Trump’s NATO threat has turned a war crisis into an alliance crisis

U.S. President Donald Trump speaks during the signing ceremony for an executive order on mail ballots, in the Oval Office of the White House in Washington, D.C., March 31, 2026. REUTERS/Evan Vucci

Donald Trump’s threat to consider pulling the United States out of NATO has transformed the Iran war from a regional-security shock into a direct crisis of Western alliance credibility.

Reuters reported today that Trump has scaled up threats to leave NATO if European states do not do more to help stop Iran threatening the Strait of Hormuz. He said he would express his “disgust” with the alliance for failing to back U.S. objectives in the war, while continuing to insist that America may end its operations in Iran within two to three weeks.

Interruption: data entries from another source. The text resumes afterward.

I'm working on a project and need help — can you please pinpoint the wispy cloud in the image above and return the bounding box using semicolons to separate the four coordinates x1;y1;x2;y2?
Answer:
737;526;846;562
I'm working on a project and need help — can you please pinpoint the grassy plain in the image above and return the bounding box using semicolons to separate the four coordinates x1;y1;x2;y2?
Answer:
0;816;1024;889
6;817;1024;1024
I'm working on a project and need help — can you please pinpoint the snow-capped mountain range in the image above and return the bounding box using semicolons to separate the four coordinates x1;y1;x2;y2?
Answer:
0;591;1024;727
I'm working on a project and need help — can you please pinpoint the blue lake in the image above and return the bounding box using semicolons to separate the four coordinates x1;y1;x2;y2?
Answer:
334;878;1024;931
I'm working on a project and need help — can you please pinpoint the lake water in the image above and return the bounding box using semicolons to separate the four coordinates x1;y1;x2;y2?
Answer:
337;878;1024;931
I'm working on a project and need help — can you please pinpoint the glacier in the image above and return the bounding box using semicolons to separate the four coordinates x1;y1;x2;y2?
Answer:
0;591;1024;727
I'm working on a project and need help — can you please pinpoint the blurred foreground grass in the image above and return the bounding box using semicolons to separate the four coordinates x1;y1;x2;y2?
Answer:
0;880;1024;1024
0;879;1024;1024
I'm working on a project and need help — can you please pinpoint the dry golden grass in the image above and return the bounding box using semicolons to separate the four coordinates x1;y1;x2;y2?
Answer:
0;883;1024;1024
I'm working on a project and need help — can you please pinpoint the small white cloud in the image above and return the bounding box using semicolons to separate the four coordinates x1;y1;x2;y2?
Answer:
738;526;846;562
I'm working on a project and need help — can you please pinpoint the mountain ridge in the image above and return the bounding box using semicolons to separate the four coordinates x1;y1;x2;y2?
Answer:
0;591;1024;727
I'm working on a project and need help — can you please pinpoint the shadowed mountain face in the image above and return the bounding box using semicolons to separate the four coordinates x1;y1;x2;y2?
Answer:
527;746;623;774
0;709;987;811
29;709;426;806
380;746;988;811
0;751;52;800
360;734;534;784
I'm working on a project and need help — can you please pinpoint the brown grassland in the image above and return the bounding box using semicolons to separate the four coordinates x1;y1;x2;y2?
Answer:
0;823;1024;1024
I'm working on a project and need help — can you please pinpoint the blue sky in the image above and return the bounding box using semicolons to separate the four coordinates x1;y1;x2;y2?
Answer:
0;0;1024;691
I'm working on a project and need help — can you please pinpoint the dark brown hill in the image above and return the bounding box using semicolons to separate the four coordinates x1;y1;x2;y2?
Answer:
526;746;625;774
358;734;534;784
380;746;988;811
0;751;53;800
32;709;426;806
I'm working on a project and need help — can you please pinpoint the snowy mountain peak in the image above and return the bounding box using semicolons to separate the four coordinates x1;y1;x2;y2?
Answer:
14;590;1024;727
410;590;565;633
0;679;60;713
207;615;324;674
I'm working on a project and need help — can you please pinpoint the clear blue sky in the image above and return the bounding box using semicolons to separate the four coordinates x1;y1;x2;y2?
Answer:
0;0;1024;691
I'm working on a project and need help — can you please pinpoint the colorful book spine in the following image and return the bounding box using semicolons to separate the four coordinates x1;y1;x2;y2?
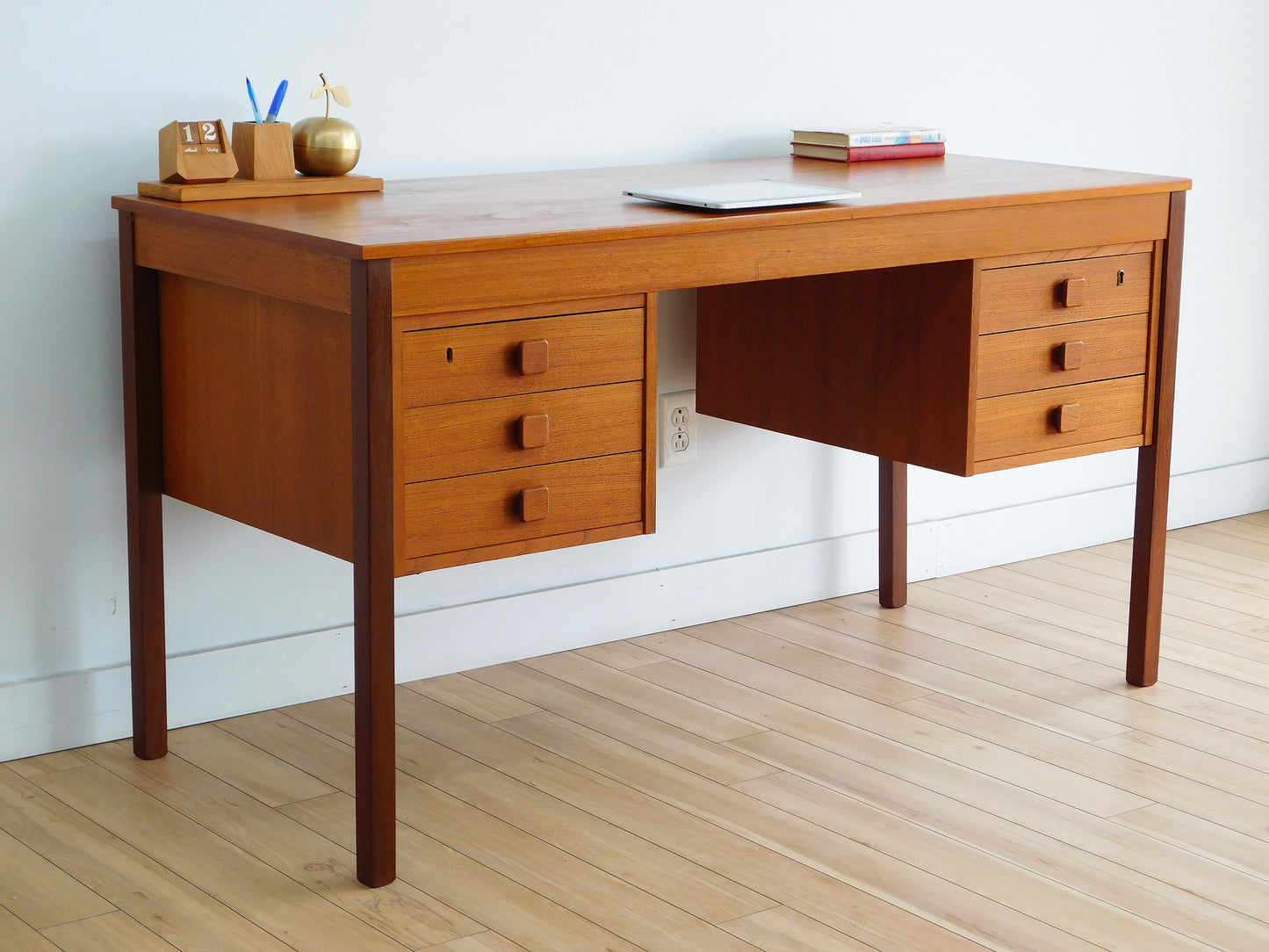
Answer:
792;142;947;162
793;126;947;148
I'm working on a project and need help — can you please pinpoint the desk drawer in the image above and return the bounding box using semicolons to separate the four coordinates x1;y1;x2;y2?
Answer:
401;308;644;407
978;314;1150;397
402;381;644;482
973;376;1146;462
978;251;1151;334
405;453;644;559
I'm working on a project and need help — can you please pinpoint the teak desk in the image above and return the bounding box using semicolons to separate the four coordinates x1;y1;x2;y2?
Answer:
113;156;1190;886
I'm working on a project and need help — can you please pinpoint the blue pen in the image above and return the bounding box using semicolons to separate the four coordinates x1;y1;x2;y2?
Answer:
264;80;287;122
246;76;260;122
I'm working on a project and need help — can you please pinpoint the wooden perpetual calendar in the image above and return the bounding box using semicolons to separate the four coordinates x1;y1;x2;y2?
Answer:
159;119;237;184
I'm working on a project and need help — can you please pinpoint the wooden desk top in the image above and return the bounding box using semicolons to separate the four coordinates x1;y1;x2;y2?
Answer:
112;155;1190;259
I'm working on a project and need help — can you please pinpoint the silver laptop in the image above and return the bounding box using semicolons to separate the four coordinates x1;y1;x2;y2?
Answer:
622;179;862;211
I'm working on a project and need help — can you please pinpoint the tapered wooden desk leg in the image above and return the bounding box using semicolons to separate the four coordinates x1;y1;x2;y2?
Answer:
351;262;396;886
876;459;907;608
1126;191;1186;688
119;212;168;761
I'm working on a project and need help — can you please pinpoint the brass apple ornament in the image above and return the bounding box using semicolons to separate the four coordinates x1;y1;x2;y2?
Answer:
291;72;362;175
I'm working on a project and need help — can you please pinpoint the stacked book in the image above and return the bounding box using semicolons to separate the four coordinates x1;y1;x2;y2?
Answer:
790;122;947;162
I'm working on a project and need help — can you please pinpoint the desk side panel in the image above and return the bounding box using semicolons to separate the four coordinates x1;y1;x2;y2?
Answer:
696;262;975;475
393;194;1167;314
160;274;353;559
136;216;353;314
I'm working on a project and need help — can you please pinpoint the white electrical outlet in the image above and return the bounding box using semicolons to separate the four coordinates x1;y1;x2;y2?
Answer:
656;390;696;465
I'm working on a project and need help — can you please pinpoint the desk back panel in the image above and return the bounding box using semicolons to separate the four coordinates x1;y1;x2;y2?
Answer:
696;262;977;475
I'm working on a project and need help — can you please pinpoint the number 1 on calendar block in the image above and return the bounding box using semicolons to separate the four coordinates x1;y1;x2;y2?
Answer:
159;119;237;183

That matters because the threat is not coming in a vacuum. It is arriving in the middle of a major energy disruption, with the International Energy Agency warning that supply losses in April are expected to hit harder than in March, and shortages of jet fuel and diesel already affecting Asia and likely to hit Europe next.

In that setting, Trump’s message to allies is brutally simple: help force open Hormuz or face the possibility that Washington will rethink the alliance itself. This is coercive diplomacy directed not only at Tehran, but at Europe.

European leaders, however, are trying hard not to look rattled. Reuters says European states have taken pains to appear unruffled, even as British and wider European debate has shifted sharply toward what life would look like with a less reliable Washington.

The political response from London and elsewhere has not been to echo Trump, but to start talking more openly about stronger European security coordination. This is the first sign that the war may be doing what years of speeches did not: pushing Europe to think more seriously about strategic autonomy.

That is the real significance of today’s NATO threat. It is not only about whether Trump would actually leave the alliance. It is about what the threat itself does to allied trust. Once the central guarantee of Western security becomes conditional on support for a particular war, the alliance changes in character – even before any formal withdrawal takes place.


STARMER TURNS TO EUROPE AS BRITAIN HOSTS A HORMUZ DIPLOMATIC PUSH

Keir Starmer has responded to the latest Middle East shock not by joining the war, but by trying to build a wider diplomatic and European response around it. As of today, Britain is preparing to host representatives from 35 countries for talks on reopening the Strait of Hormuz, with the U.S. not directly invited to participate. The stated aim is to assess diplomatic and political measures to restore freedom of navigation, guarantee the safety of trapped ships and crews, and restart the movement of oil, gas and fertilisers through the waterway.

That move matters for two reasons. First, it is a recognition that Hormuz can no longer be treated as a side issue to the Iran war. Around 1,000 ships are said to be stranded, and only about 130 ships have transited since the conflict began – roughly what would normally pass through in a single day. Second, it shows Starmer trying to frame Britain as a coordinator rather than a combatant. He has been explicit that this is “not our war,” but he is equally clear that freedom of navigation is in the British national interest. In short, he is trying to separate British non-participation in the war from British engagement with its consequences.

The more politically significant shift, though, is Starmer’s wider turn toward Europe. In remarks reported today, he said Britain needs a more ambitious relationship with the EU on economics and security because of the Middle East conflict and broader global volatility. He linked stronger European cooperation directly to Britain’s national interest, arguing that Brexit did real economic damage and that deeper coordination in defence, energy and the economy is now too important to ignore.

Put simply, Trump’s volatility is accelerating a European reset in London. Starmer is not choosing Brussels over Washington in formal terms. But he is clearly preparing Britain for a world in which America is less predictable, Europe matters more, and Hormuz has become the test case for whether middle powers can organise themselves when the old centre of gravity starts to wobble.